Alargo mi propia sonrisa, tratando de arreglar mi cabello, rojo como la grana.
-Alma, yo… -ahora es mi rostro el que hace juego con la tonalidad de mi pelo. Pero tengo que hacerlo. Retiro mi contacto de su mano lentamente, mientras me pongo en pie, dispuesto a sacar el estuche del anillo - Después de todo lo que ha pasado, hay algo que… Siempre he querido decírtelo, en realidad. -Carraspeo, tratando de centrar mis pensamientos- Alma. Si hay algo que yo quisiera, eso es…
Alguien toca la puerta a mi espalda, y me sobresalto tanto que me atraganto con mi propia saliva, interrumpiendo abruptamente mi patético discurso.

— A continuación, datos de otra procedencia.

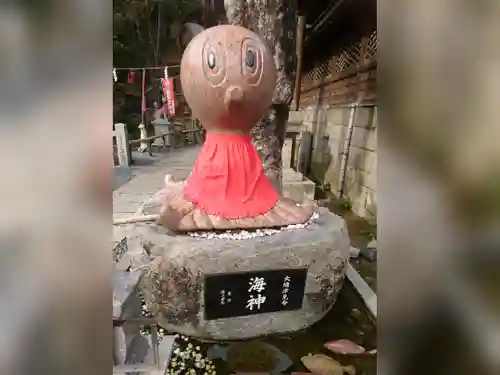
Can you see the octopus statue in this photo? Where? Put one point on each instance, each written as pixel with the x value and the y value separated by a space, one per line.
pixel 228 78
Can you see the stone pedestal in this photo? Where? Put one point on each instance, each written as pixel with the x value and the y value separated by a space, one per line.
pixel 174 280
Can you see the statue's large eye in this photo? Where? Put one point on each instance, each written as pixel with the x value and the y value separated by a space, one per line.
pixel 211 60
pixel 250 59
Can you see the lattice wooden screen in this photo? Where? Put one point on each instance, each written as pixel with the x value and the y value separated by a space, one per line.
pixel 348 57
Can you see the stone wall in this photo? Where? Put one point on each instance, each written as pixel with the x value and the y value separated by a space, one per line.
pixel 329 126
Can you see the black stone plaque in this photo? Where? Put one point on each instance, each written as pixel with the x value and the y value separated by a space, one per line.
pixel 250 293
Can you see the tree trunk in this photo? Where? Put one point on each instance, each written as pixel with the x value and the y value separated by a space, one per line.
pixel 275 22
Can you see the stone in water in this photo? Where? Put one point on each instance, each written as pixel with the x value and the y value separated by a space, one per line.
pixel 324 365
pixel 344 347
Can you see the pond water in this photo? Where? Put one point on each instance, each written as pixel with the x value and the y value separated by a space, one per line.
pixel 348 319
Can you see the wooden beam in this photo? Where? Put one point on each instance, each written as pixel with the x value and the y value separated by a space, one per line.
pixel 301 25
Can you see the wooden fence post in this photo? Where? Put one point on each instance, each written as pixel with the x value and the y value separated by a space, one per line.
pixel 124 157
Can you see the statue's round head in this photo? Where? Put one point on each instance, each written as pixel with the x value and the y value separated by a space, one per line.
pixel 228 78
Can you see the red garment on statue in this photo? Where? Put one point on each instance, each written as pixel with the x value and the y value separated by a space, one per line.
pixel 228 179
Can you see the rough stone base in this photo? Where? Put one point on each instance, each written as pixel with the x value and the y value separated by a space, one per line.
pixel 173 281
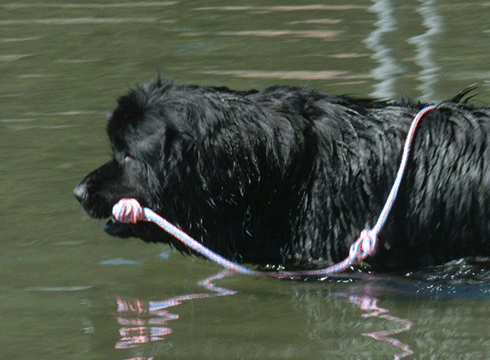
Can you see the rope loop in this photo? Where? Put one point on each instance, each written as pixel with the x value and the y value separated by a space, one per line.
pixel 128 211
pixel 364 246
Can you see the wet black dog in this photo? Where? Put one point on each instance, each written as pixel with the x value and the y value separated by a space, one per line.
pixel 291 176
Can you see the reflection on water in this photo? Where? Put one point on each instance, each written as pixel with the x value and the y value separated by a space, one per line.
pixel 425 44
pixel 136 331
pixel 144 322
pixel 371 304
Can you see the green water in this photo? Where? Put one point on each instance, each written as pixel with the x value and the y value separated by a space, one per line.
pixel 62 67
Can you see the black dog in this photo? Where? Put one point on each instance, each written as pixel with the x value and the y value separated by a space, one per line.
pixel 291 176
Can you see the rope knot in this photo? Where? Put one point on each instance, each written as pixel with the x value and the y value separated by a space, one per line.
pixel 364 246
pixel 128 211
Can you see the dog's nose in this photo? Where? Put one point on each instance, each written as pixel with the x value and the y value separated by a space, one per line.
pixel 80 192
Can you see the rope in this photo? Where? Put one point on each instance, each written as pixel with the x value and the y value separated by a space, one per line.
pixel 130 211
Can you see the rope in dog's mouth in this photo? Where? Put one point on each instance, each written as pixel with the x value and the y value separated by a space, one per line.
pixel 130 211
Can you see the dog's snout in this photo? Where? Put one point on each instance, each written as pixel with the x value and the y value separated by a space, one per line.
pixel 80 192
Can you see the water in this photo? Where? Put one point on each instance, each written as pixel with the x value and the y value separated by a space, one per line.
pixel 70 291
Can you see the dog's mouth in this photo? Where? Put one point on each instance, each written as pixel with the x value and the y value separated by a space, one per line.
pixel 116 228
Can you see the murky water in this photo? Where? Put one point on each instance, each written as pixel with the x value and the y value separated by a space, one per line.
pixel 70 291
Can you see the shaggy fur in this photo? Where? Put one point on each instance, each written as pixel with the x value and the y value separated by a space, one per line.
pixel 291 176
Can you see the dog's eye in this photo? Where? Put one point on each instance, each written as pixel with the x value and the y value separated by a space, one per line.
pixel 127 159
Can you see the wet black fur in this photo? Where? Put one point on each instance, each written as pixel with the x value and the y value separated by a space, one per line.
pixel 291 176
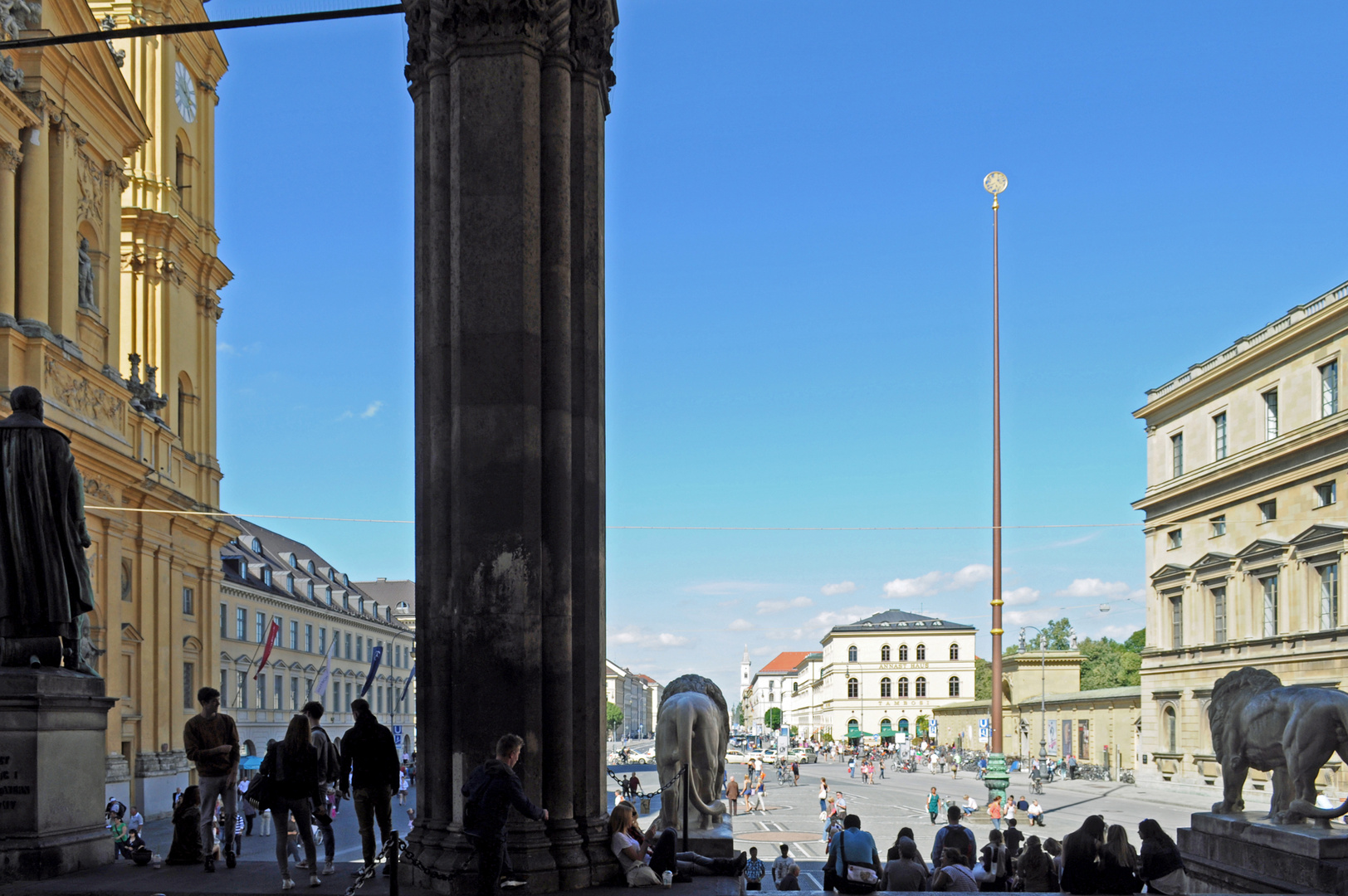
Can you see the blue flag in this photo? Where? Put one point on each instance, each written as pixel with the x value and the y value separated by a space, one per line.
pixel 375 655
pixel 408 680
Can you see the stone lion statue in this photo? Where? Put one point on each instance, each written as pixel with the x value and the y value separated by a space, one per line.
pixel 691 728
pixel 1290 732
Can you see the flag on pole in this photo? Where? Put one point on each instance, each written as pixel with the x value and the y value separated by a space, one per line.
pixel 375 655
pixel 321 686
pixel 408 680
pixel 272 636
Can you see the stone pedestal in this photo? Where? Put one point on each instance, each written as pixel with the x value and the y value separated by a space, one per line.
pixel 1244 853
pixel 713 842
pixel 53 727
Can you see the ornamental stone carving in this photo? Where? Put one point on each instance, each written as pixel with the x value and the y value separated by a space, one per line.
pixel 81 397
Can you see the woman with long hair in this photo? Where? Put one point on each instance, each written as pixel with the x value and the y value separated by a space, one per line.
pixel 1036 868
pixel 1162 868
pixel 186 829
pixel 293 764
pixel 1118 864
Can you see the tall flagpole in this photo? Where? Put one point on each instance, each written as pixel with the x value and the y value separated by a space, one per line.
pixel 996 775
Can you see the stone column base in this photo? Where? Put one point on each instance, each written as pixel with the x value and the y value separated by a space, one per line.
pixel 53 770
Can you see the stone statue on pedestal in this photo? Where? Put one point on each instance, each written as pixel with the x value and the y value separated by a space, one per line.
pixel 45 587
pixel 691 731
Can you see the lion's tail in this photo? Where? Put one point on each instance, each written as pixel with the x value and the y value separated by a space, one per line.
pixel 688 718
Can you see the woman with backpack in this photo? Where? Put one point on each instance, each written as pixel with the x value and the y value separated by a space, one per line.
pixel 293 767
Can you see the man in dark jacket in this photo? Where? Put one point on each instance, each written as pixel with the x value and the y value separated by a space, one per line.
pixel 491 790
pixel 369 771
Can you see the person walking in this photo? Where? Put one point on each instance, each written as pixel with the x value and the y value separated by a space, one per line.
pixel 293 764
pixel 211 740
pixel 330 771
pixel 490 792
pixel 369 770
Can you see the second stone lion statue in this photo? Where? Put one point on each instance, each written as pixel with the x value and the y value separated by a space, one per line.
pixel 1290 732
pixel 691 729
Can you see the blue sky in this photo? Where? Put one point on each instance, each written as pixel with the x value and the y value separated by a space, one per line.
pixel 799 290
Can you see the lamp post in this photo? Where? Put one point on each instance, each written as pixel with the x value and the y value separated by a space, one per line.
pixel 1043 654
pixel 996 777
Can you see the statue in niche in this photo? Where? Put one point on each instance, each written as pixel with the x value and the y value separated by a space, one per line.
pixel 45 589
pixel 86 276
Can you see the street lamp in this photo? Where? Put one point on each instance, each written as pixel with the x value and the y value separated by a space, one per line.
pixel 996 777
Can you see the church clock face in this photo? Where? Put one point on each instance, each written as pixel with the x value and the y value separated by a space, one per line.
pixel 185 92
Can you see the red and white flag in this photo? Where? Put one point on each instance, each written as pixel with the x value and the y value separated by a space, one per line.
pixel 272 636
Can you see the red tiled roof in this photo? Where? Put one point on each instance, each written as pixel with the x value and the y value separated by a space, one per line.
pixel 784 663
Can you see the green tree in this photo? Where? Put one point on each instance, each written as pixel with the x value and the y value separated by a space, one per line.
pixel 982 679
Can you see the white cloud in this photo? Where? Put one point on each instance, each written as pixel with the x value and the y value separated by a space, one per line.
pixel 1025 595
pixel 937 581
pixel 727 587
pixel 777 606
pixel 1092 587
pixel 637 636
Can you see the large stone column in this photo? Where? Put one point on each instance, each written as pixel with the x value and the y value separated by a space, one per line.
pixel 509 425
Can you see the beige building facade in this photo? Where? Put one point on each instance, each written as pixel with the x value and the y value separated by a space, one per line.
pixel 1244 533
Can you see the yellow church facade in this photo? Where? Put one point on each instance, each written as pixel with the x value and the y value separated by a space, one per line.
pixel 108 304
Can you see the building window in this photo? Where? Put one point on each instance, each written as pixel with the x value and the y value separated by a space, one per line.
pixel 1330 388
pixel 1270 595
pixel 1177 621
pixel 1328 597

Tosiendo, observo cómo una enfermera de aspecto malhumorado y un uniforme arrugado que revela horas de guardia, irrumpe en la habitación y me dirige una mirada ceñuda.
-Se han acabado las horas de visita -me advierte, mientras revisa el nivel del gotero de la paciente.
-Perdón -retrocedo, aún entre toses.
-Déjala ya en paz, hombre. Que tiene que descansar -insiste la mujerona.
-No hay prob… -Alma trata de defenderme, pero yo alzo las manos, conciliador.
-Tranquila. Ya te lo diré. Sólo espera.